Figure 1. The asynchronous message passing model borrowed from the Mencius paper.
The figure above illustrates the asynchronous message passing model. Each failure detector monitors servers and maintains a list of suspected faulty servers. These detectors can make mistakes, such as suspecting a running server has crashed. If later corrected, the server can be removed from the suspected list. Protocols using failure detectors must always ensure safety despite these errors and guarantee progress when the detectors remain accurate for long periods.
Group Replication’s failure detection mechanism identifies and expels non-communicating members. This increases the likelihood of the group containing a majority of functioning members, ensuring correct client request processing. All group members regularly exchange messages. If a member doesn’t receive messages from another for 5 seconds, it suspects that member. If suspicion is not solved, the member is expelled. The expelled member remains unaware of its status and sees other members as unreachable. If it reconnects, it learns of its expulsion through an updated membership view.
After understanding the above content, let’s analyze common types of view change events:
Node is Killed
In a Linux system, when a node is killed, the TCP layer typically sends a reset (RST) packet to notify other nodes of the connection problem. Paxos communication can use this RST packet to identify the node’s termination. However, MySQL does not handle this specifically and relies on the standard timeout mechanism.
Node is Network-Partitioned
Detecting whether a node is network-partitioned or simply slow is challenging. In such cases, timeout mechanisms are used, as it is difficult to definitively distinguish between these situations.
Node is Gracefully Taken Offline
Normally, informing other nodes by sending a command should be straightforward. However, MySQL has not managed this aspect well.
Adding a new node to the cluster
Adding a new node requires consensus and involves a final installation view synchronization. Although some performance fluctuations are expected, severe fluctuations indicate poor handling of the node addition process.
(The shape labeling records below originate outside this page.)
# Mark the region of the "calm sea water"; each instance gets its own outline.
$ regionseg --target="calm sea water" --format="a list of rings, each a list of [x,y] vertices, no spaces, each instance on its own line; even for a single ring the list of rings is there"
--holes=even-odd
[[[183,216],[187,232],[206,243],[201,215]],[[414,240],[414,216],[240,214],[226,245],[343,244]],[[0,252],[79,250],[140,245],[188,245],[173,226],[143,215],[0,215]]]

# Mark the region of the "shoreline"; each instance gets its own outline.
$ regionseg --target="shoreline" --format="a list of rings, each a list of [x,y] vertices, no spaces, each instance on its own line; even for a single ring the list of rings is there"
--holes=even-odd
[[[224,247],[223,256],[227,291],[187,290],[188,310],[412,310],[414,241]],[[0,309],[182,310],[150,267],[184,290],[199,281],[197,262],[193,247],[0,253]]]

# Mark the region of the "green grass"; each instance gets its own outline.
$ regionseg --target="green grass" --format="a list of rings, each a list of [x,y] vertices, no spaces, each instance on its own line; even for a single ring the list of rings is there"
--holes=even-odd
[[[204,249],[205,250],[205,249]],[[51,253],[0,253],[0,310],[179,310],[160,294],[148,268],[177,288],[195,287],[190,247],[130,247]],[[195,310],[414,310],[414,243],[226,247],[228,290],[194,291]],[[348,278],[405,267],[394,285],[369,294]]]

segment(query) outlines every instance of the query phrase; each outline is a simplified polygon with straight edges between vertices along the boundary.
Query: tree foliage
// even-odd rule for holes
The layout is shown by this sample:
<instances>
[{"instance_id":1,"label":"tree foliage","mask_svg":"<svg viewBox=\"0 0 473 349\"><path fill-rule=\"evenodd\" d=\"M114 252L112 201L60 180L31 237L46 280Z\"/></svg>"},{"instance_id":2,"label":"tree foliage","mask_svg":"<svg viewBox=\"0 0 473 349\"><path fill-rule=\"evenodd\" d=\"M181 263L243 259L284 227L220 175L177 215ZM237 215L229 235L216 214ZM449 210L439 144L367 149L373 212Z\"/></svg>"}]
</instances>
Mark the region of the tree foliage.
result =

Whenever a change that needs replication occurs, the group must achieve consensus. This applies to regular transactions, group membership changes, and certain internal messaging to maintain group consistency. Consensus requires a majority of group members to agree on a decision. Without a majority, the group cannot progress and blocks because it cannot secure a quorum.
Quorum may be lost due to multiple involuntary failures, causing a majority of servers to be abruptly removed. In a group of 5 servers, if 3 servers become unresponsive simultaneously, the majority is lost, which prevents reaching quorum.
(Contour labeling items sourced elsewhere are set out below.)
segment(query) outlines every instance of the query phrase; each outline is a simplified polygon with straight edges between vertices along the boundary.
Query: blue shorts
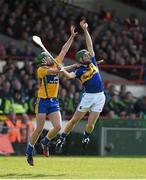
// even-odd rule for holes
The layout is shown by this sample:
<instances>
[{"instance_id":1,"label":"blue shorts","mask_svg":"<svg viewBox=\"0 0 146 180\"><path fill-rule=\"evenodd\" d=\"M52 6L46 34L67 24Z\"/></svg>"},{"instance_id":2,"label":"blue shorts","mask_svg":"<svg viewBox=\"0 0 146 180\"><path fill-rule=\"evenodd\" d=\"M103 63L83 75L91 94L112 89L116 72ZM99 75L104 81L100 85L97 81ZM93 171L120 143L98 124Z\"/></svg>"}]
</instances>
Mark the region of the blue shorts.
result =
<instances>
[{"instance_id":1,"label":"blue shorts","mask_svg":"<svg viewBox=\"0 0 146 180\"><path fill-rule=\"evenodd\" d=\"M52 113L60 111L57 98L38 98L35 105L35 113Z\"/></svg>"}]
</instances>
Conversely, if servers exit the group voluntarily, they can instruct the group to reconfigure itself. A server leaving the group notifies others, allowing proper reconfiguration. This maintains membership consistency and recalculates the majority. For example, if 3 out of 5 servers leave one by one, informing the group, the membership can adjust from 5 to 2 while securing quorum during the process [2].
After understanding the working mechanism of view change, one can then examine how MySQL handles it.
In cases of node failure or network partitioning, MySQL’s handling approach is similar. Testing was conducted with one MySQL secondary killed. Details of the test can be seen in the following figure.
Figure 2. Significant throughput fluctuations when a node is killed.
From the figure, it is evident that when the MySQL secondary is killed, the MySQL primary’s throughput fluctuates significantly, with a drop to zero lasting over 20 seconds. Ideally, in a three-node cluster, if one node is killed, the remaining two nodes should still form a majority, preventing a prolonged zero-throughput problem. This suggests that MySQL may not effectively manage the majority quorum and fail detection mechanisms.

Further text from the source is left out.